I'm from the Bay Area in California and commentators in that corner of the world have called the former Arkansas governor a "godmonger" and other felicitious appelations. Although most reporters portray him as a good guy and a witty straight shooter, some reporters view him as a media-sophisticated version of Pat Robertson or Jerry Falwell.

Here is how Liz Clarke of The Washington Post ended her recent profile of Huckabee:

Years later, after he'd lost the Senate race but become governor of Arkansas, Huckabee would explain in starker terms his motivation for "getting inside the dragon's belly."

"I didn't get into politics because I thought government had a better answer," he told a group of pastors on the eve of the 1998 Southern Baptist Convention. "I got into politics because I knew government didn't have the real answers, that the real answers lie in accepting Jesus Christ into our lives." He concluded that speech with words he says he'd phrase differently today: "I hope we answer the alarm clock and take this nation back for Christ."

Clarke did massive reporting for her profile. She must be the first national reporter to have written that an 18-year-old Huckabee attended and was transformed by his time at Expo ’72, the first worldwide gathering of evangelical youth, who met at the Cotton Bowl in Dallas.
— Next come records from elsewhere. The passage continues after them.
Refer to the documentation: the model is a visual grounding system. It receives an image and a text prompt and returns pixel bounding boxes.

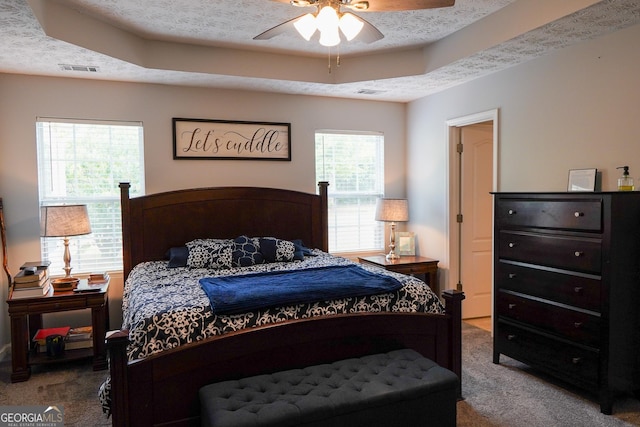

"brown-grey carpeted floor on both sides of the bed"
[0,324,640,427]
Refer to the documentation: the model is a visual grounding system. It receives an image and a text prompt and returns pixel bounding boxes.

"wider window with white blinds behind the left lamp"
[36,118,144,274]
Yet Clarke's suggestion that candidate Huckabee seeks to evangelize the United States is troubling. It reflects the binary mindset in which reporters often think of our two major political parties: Republicans represent the Christian Right, while Democrats represent normal Americans.

Huckabee views himself as a Christian first and a Republican second. As he has said, "my faith really defines me" and "I drink a different kind of Jesus juice" from Christian Right leaders. His Christian-first attitude is often portrayed, inaccurately, as quixotic. In fact, Huckabee's politics have a long tradition.
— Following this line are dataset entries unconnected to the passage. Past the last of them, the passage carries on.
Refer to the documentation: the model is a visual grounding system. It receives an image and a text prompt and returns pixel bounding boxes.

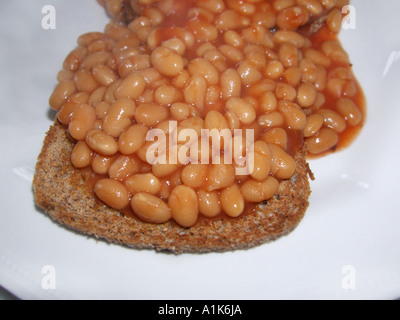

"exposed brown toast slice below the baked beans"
[33,120,311,254]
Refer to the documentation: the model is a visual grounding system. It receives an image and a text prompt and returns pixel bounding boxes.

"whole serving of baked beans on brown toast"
[33,0,365,253]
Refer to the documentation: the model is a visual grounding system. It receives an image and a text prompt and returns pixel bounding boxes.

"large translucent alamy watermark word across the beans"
[146,121,254,175]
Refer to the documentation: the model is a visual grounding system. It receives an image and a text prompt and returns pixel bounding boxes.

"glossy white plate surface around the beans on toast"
[0,0,400,299]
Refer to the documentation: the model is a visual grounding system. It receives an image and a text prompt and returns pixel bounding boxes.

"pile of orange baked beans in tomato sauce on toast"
[49,0,363,227]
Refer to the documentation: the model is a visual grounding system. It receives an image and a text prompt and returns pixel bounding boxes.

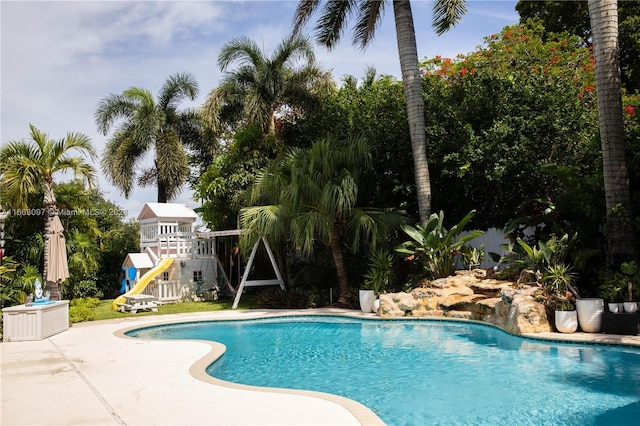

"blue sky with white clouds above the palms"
[0,0,519,218]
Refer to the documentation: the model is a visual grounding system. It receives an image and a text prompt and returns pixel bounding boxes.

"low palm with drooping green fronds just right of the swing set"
[240,135,403,304]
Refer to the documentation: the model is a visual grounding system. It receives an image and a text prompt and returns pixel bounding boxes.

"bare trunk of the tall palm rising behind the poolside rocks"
[393,0,431,226]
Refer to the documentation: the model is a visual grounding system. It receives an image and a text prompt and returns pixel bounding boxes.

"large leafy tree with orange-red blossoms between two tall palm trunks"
[421,26,602,230]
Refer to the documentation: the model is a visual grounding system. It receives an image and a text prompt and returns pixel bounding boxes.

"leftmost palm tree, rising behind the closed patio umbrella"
[0,124,96,300]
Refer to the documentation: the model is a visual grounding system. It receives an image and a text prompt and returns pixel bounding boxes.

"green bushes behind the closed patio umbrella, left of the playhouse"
[2,181,139,299]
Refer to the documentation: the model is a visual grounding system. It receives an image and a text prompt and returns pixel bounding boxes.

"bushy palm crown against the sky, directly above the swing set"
[204,36,331,135]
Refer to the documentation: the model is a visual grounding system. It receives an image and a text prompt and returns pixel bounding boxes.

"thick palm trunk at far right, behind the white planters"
[588,0,637,267]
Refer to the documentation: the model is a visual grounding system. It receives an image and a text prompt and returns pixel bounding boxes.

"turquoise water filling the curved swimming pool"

In the interior of the country, some Democrats continue to view and describe themselves as Christians first and foremost. Witness John Arthur Eaves Jr., the Democratic gubernatorial candidate in Mississippi; Sen. Ben Nelson of Nebraska; and Rep. Bart Stupak of Michigan.

Historically, many Democratic politicians saw themselves as Christians above all. Possibly the most famous example is William Jennings Bryan, the three-time Democratic presidential nominee. Others include the late Gov. Robert Casey of Pennsylvania (check out this tmatt interview with him) and former Boston mayor Ray Flynn (ditto).
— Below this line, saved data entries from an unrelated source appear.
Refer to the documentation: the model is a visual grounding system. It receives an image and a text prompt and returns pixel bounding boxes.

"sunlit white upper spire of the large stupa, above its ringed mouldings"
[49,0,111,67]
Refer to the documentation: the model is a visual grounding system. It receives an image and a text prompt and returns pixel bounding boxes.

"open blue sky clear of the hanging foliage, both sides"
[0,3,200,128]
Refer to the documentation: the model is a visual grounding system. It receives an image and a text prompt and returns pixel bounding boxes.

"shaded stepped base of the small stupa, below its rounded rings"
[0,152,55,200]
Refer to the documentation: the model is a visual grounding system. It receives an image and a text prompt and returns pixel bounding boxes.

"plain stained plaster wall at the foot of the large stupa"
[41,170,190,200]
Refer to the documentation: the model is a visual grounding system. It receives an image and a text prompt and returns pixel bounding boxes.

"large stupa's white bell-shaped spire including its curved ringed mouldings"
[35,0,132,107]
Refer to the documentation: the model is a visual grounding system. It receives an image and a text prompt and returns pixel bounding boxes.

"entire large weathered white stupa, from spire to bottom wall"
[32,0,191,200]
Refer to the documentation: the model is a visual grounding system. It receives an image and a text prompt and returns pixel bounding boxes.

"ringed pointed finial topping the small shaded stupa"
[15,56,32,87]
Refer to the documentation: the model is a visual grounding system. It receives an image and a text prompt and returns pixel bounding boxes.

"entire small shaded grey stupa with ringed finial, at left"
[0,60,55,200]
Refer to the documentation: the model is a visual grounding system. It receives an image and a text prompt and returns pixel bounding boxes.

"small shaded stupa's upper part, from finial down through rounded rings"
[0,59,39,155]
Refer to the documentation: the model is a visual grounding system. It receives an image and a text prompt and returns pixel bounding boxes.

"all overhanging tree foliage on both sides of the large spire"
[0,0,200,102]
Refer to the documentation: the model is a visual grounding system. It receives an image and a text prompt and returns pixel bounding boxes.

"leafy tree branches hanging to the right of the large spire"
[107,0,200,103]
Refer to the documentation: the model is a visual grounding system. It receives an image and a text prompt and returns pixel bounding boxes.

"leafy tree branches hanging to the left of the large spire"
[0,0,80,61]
To be sure, reporters are right to question whether Huckabee's policies reflect Christian values. I would like to know how his support for replacing our progressive taxation system with a consumption tax would help the least among us.

But reporters should remember that Huckabee is not a Christian Right candidate. He's just a culturally conservative Christian in the context of the modern Republican Party. In many ways, Huckabee is a pre-Roe Southern Democrat. Think about it.